Regardless of the prejudice, a mistake had been made and was not corrected quickly enough. That's the bottom line.

Nerfmother · 21/06/2013 18:50

Thanks lougle. Good luck with the new position! Was thinking of applying as its very interesting. Don't think I have time tho.

lougle · 21/06/2013 18:54

Thank you, Nerfmother. I don't think it's too time consuming - there will be a reasonable pool of panel members and I think they try to spread out the cases each member hears, as they know that the position is voluntary and people have commitments.

Nerfmother · 21/06/2013 19:01

Sister does two or three full days a week in appeal season, think she really finds it rewarding

LaVolcan · 21/06/2013 19:06

If the law can dapt to find a common sense solution, it will. It seems to have done so.
Yellowtip I think this statement is debatable. Their actions have cost OP the chance of a decent appeal for her second choice school, which may or may not have been acceptable.
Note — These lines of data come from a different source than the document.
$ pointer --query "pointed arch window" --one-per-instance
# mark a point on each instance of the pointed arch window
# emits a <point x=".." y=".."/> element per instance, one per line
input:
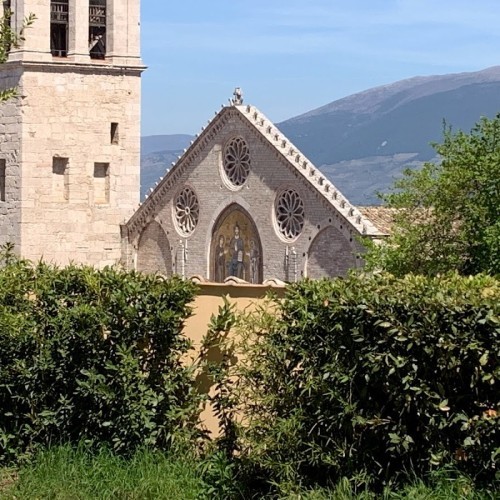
<point x="59" y="19"/>
<point x="97" y="29"/>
OK people will say that she asked to delay the appeal, but in this case the GOV.UK site states "The ?admission authority? for the school (usually the school itself or the council) must give you at least 10 school days notice before the hearing to confirm the date."
So telling her on 2nd May that the appeal for the 2nd choice was going to be on 7th May isn't in accord with that either.

LaVolcan · 21/06/2013 19:07

May or may not have been successful is what I meant to say there.

fiddlyfoodlebird · 21/06/2013 19:38

I agree when yellowtip says "lougle it's not 'quite possible' that the score the DD attained would have got her a place last year or would get her a place next year. The scores remain remarkably constant, apparently. I don't know on what evidence you make that claim, since it's wrong."

Totally irrelevant to the discussion but nonetheless of interest: a score that puts you 188th on the waiting list, is highly unlikely to get you a place in any year. I can say that qualifying scores this year, for one particular super selective, have been higher than previous years.